Usando-se uma técnica sofisticada, chamada transfer learning, transfere-se o aprendizado de uma máquina para outra. “Eu posso treinar uma máquina para reconhecer calçada, outra máquina para reconhecer buraco e, depois, transferir esse modelo para uma terceira máquina que consegue detectar essas coisas reunidas. Podemos criar toda uma rede de compartilhamento”, diz Silva. O produto desenvolvido nessa técnica pode ser embarcado num robô, num veículo autônomo, num drone. As possibilidades de implantação, como se percebe, são imensas.
O Insper tem uma disciplina eletiva exclusiva sobre drones, na qual o aluno passa seis meses estudando esses veículos pilotados remotamente.
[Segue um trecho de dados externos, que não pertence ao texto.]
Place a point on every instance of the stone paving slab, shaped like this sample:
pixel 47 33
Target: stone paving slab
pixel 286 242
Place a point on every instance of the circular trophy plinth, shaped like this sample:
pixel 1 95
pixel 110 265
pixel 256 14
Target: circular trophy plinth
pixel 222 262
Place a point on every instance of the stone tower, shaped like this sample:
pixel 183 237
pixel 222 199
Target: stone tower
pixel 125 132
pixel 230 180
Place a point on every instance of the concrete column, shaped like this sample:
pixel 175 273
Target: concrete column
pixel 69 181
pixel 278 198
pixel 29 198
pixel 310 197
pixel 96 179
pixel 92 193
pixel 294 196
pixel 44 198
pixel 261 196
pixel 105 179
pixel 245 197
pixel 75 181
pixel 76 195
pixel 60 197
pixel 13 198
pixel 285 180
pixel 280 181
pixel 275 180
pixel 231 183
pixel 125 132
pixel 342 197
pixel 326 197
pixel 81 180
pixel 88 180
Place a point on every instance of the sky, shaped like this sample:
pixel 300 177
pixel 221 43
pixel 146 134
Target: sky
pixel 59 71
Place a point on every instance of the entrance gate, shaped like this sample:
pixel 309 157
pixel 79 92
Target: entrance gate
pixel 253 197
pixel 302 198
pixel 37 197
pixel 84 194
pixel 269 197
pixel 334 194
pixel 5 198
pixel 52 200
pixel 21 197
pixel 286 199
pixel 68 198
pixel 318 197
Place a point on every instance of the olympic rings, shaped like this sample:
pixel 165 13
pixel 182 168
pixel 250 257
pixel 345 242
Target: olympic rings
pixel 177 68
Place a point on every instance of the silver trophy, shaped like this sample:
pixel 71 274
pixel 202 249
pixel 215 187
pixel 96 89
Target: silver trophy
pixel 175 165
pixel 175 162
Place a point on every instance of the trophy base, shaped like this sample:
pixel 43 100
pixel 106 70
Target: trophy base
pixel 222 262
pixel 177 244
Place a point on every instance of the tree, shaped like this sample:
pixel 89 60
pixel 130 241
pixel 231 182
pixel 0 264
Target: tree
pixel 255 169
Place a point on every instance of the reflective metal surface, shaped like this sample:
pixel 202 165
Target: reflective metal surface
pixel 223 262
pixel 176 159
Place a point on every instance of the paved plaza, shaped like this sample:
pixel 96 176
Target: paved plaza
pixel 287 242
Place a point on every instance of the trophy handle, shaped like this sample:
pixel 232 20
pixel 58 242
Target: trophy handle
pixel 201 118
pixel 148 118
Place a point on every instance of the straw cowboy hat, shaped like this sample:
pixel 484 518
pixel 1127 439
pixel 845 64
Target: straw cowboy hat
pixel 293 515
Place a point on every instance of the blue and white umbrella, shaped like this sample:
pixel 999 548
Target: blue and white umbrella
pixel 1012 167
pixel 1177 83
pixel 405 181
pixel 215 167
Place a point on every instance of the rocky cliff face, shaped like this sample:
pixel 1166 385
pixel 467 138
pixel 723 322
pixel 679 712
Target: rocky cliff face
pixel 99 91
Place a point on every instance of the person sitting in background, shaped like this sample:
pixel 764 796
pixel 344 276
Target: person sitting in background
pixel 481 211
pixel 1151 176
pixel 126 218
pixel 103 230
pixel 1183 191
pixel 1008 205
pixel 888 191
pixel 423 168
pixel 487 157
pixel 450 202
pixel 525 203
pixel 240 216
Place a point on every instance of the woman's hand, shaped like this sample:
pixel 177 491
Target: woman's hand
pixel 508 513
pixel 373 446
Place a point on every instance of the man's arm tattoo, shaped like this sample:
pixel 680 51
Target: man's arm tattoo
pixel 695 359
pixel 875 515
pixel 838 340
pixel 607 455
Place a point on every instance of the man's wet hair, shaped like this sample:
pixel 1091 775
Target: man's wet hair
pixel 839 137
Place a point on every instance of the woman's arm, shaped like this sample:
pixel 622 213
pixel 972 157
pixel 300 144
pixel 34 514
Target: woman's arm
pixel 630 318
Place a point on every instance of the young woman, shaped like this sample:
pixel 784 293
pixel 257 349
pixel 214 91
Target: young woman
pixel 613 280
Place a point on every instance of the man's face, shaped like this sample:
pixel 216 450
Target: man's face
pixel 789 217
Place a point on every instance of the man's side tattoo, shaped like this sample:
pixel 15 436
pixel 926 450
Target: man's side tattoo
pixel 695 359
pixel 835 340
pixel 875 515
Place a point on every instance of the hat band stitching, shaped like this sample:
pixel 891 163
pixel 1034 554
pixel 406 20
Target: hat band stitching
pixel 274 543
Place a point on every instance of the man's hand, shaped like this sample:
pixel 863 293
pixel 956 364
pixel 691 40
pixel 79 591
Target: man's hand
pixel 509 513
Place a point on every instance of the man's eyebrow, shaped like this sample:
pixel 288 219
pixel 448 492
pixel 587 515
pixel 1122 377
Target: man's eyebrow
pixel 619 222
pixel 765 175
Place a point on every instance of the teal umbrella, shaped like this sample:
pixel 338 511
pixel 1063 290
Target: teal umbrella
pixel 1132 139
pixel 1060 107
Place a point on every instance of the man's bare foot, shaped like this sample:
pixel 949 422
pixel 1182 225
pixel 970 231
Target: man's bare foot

Cada vez mais, os drones são usados em atividades como mineração, inspeção de redes de alta tensão, agricultura de precisão, transporte de mercadorias e filmagem de eventos, entre outros. Modelos complexos de operação podem ser treinados num computador quântico e, posteriormente, embarcados nesses veículos, por meio de um software que rodaria dentro do drone. “Imagine um aparelho treinado para detectar queimadas, áreas de risco ou, até mesmo, como ocorreu em 2019, todo aquele derramamento da barragem de Brumadinho, em Minas Gerais”, diz Silva. “Você teria um drone sobrevoando imediatamente aquela região para estimar os estragos ou até mesmo inspecionando a barragem para prever o rompimento.”
Assim como há aplicações benéficas, em contrapartida, há as maléficas. Softwares treinados em máquinas podem ser embarcados em armas, como mísseis teleguiados, que atingem alvos com precisão de metros. Também pelo poder bélico, governos de superpotências — como Estados Unidos, Japão, China, Reino Unido, Alemanha e França, para citar alguns — consideram a computação quântica um assunto de Estado e financiam várias pesquisas em aprendizado de máquinas. Por isso, os cientistas precisam estar bem preparados. “O aluno que entra em qualquer curso do Insper passa por disciplinas de Ética, para saber quais são os limites de uso das tecnologias”, diz Silva.